# [SOLVED] Intel 82801DB CH4 - AC'97 audio controller [A-1]



## pdspds (Aug 21, 2008)

Kan anyone help me to find this driver?
I am searching for the driver for months, but I can't find him

Thanks a lot!


----------



## Houndog777 (May 17, 2007)

*Re: Intel 82801DB CH4 - AC'97 audio controller [A-1]*

Hi,
Best to install the Chipset drivers from your System or Motherboard manufacturers website. But you sound like you've tried that.

If you give us the name of your System (e.g. Dell Inspiron 8000VT) or Motherboard (e.g.
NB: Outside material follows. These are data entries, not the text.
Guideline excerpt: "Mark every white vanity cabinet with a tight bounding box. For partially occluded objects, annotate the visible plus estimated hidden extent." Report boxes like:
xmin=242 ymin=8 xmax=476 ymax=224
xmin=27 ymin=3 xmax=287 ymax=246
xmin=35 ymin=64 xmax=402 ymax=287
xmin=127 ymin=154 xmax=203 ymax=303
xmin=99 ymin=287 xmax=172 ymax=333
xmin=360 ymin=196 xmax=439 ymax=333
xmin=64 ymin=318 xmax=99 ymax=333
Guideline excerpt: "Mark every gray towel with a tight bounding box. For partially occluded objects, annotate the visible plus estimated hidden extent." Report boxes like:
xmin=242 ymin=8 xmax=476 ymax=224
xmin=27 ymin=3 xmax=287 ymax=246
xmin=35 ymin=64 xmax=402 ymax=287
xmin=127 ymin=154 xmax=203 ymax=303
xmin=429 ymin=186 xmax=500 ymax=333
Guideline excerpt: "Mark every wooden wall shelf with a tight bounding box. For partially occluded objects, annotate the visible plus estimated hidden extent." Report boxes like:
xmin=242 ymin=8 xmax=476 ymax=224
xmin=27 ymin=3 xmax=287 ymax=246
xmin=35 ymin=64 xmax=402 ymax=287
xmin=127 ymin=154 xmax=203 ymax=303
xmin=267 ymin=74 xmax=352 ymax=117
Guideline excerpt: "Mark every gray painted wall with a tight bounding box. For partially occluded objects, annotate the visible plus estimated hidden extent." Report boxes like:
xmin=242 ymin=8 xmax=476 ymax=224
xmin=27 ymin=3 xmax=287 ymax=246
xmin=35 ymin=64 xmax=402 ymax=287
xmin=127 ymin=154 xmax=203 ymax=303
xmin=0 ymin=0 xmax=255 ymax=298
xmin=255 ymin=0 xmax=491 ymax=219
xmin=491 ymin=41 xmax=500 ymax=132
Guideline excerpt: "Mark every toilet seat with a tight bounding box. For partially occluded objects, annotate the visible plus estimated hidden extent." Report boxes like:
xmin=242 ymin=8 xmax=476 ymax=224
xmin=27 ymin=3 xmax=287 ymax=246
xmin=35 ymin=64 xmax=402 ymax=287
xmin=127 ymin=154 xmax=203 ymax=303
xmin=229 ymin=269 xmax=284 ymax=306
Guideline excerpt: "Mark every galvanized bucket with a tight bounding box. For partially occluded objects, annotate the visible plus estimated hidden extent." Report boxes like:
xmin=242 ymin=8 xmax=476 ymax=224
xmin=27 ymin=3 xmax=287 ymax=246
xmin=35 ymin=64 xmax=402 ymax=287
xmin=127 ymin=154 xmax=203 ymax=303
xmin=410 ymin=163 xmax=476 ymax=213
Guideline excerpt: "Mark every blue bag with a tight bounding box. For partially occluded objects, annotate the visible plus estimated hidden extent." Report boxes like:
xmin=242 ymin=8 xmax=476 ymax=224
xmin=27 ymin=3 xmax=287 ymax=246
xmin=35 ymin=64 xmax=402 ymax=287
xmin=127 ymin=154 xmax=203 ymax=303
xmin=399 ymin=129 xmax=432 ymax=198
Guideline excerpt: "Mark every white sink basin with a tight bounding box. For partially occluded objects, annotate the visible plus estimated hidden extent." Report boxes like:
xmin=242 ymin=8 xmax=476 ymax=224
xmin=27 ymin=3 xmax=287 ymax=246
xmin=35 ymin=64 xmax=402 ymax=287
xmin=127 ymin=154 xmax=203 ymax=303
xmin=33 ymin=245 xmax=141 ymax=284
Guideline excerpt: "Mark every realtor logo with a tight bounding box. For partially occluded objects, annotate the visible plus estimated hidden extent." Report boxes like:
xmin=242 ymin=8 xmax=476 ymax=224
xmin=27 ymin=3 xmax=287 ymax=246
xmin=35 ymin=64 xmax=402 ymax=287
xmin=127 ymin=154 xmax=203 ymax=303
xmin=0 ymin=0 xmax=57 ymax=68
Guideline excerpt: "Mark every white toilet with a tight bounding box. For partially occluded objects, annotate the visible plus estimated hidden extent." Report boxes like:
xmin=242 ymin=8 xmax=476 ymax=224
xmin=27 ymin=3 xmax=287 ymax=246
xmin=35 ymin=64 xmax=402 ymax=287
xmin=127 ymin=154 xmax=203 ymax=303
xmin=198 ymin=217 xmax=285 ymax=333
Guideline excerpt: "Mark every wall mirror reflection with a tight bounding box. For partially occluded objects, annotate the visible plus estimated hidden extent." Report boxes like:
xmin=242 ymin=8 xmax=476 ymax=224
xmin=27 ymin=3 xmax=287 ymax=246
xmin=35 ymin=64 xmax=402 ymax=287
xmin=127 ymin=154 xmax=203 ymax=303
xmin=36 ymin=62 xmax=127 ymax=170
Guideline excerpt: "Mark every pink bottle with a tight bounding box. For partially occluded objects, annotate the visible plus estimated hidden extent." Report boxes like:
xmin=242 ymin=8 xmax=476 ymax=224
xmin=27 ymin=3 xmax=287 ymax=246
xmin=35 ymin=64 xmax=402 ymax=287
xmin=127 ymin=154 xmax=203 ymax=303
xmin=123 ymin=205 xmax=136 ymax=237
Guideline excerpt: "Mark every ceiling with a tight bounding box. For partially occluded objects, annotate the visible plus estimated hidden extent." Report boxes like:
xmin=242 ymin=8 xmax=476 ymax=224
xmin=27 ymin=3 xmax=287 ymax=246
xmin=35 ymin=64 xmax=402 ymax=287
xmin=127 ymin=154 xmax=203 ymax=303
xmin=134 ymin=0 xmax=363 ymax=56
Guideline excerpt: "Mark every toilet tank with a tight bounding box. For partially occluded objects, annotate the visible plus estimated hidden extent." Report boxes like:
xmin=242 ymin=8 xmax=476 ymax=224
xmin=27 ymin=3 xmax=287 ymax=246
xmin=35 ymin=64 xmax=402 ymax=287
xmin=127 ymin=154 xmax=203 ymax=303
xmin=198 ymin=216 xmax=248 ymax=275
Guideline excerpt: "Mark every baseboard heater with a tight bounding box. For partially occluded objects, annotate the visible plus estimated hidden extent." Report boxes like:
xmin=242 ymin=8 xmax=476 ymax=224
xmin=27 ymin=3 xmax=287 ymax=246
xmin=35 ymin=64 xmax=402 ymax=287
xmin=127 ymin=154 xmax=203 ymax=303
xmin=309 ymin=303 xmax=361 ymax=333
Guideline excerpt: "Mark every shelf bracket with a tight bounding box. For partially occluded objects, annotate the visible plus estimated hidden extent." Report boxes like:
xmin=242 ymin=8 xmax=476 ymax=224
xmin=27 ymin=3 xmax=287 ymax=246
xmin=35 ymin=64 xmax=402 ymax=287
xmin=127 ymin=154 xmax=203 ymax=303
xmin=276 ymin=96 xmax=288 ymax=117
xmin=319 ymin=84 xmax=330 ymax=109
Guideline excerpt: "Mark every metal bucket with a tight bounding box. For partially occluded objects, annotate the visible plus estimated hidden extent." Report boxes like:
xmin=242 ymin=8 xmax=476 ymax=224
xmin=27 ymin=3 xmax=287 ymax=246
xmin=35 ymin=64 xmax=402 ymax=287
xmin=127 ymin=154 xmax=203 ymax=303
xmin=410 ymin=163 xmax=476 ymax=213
Asus P5B-VM) then we will help you find the proper drivers.

If you are unsure of the Spec of your PC, download this free utility, which will give you a System audit of your hardware.......
http://www.majorgeeks.com/download4181.html

Post back with System/Motherboard details.


----------



## pdspds (Aug 21, 2008)

*Re: Intel 82801DB CH4 - AC'97 audio controller [A-1]*

Oke, thanks

Dell dimension 4550

Here is the screenshot from everest


----------



## Houndog777 (May 17, 2007)

*Re: Intel 82801DB CH4 - AC'97 audio controller [A-1]*

Hello
I can hardly see that.....lol
What does it say at Motherboard Chipset? i845PE?
What is the name of the Motherboard?

Have you tried these drivers?
http://support.dell.com/support/dow...=-1&impid=-1&formatcnt=1&libid=3&fileid=54115


----------



## pdspds (Aug 21, 2008)

*Re: Intel 82801DB CH4 - AC'97 audio controller [A-1]*





Motherboardname: Dell dimension 4550
Motherboardchipset: Intel brookdale i845PE


----------



## Houndog777 (May 17, 2007)

*Re: Intel 82801DB CH4 - AC'97 audio controller [A-1]*

Did you try those drivers?


----------



## pdspds (Aug 21, 2008)

*Re: Intel 82801DB CH4 - AC'97 audio controller [A-1]*

Yes, it works! 
Thanks so much!!!!


----------



## Houndog777 (May 17, 2007)

*Re: Intel 82801DB CH4 - AC'97 audio controller [A-1]*

Glad it's sorted, PDS.
Enjoy!


----------



## abhinitsinha4u (Apr 13, 2011)

Sir,
Mine PC is having the same problem. I Have gone through your post but whenever i install the sound driver, computer crashes...restarts...and says computer returns from serious problem.......I can give you my system information....see if u can fix it.....


----------